Many in the audience were nervous about what Italian director Daminao Michieletto might ‘do’ to these late 19th century works given the apoplectic reaction of many to his staging of Guillaume Tell this summer. Not having seen that production it’s not fair to comment, but we needn’t have worried as he and his regular collaborators, Paolo Fantini (sets), Carla Teti (costumes) and Alessandro Carletti (lighting) delivered knock-out stagings of both works that simply demand repeated viewings.
A mere three years separates the two operas, yet until now the main reason to perform both together on one evening seems to have been the brevity of each work (1 hour 15 mins, and 1 hour 20 mins), and the fact that they share the same musical idiom. Michiletto is having none of that and combines the stories and characters from both operas, which unifies them, adds dramatic gravitas and not only deftly sets the scene for Pagliacci in Cavelleria Rusticana, but ties up Cavelleria Rusticana’s loose ends in the ensuing opera as well.
Set in the ‘80s, Fantini’s detailed, evocative designs are set on a revolve, allowing fluidity in Cavelleria Rustican and for us to be part of the audience as well as being voyeurs on the backstage shenanigans in Pagliacci. Cavelleria Rusticana opens with Beppe putting up posters for Pagliacci whilst Nedda hands out fliers, and in its famous Intermezzo we see the burgeoning love between Nedda and Silvio (a baker in the Panificio) take flight. In Pagliacci we witness a distraught Santuzza being comforted by a priest, before being reconciled with Mamma Lucia. It all makes total dramatic sense, and thrilling theatre.
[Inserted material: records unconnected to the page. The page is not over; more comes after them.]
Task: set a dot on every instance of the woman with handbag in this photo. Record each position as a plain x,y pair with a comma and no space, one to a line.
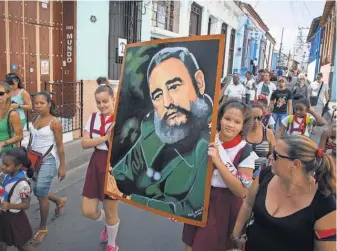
10,125
46,145
96,135
319,94
21,100
293,202
300,90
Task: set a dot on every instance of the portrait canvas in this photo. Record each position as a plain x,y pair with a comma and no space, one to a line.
165,118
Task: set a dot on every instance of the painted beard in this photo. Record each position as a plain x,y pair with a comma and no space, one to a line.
197,119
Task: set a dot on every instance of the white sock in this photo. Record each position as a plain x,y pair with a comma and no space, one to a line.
102,217
112,234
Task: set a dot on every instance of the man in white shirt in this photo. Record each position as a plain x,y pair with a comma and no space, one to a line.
235,90
266,87
321,90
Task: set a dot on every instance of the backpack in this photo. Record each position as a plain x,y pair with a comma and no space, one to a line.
308,121
9,126
242,154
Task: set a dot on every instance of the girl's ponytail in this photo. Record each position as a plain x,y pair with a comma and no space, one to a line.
325,174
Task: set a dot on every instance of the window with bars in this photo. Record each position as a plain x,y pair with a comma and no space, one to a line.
231,52
195,19
224,32
125,19
165,15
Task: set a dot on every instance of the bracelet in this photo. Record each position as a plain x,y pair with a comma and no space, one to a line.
235,239
243,236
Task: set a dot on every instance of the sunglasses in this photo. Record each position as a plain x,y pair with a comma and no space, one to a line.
259,118
276,156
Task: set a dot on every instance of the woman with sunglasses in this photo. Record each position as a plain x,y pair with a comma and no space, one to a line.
261,139
292,202
10,126
21,100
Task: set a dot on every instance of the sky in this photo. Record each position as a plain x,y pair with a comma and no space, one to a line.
288,14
In the pit Antonio Pappano was in his element. This music courses through his veins and he drew full-blooded playing from the orchestra that was at its responsive best. The augmented chorus was superb and the couple of lapses of coordination between stage and pit will no doubt be ironed out as the run progresses.
The cast was generally outstanding. Once Eva-Maria Westbroek settled down after a shaky start she was a committed and thrilling Santuzza, ably partnered by Elena Zilio’s sensational Mamma Lucia who rightly was awarded the loudest ovation of the night. Carmen Giannattasio was a febrile, edgy Nedda with thrilling high notes and a perfectly judged sense of line. Benjamin Hulett turned the relatively small role of Beppe into a major one and sang effortlessly, whilst Dionysios Sourbris looked the part as Silvio, although his fast vibrato took some getting used to.
Common to both operas were Aleksandrs Antonenko (Turiddu and Canio), and Dimitri Platanias (Alfio and Tonio). Both have a tendency to over sing, and often their delivery can verge on the stentorian, yet Platanias excelled in both roles, whilst Antonenko sounded far more at ease as Canio than he had done earlier in the evening as Turiddu where his constantly forte singing became tiring after a while.
Minor reservations then on what was a triumphant night for The Royal Opera. Whatever you do, don’t miss the live cinema relay on 10 December.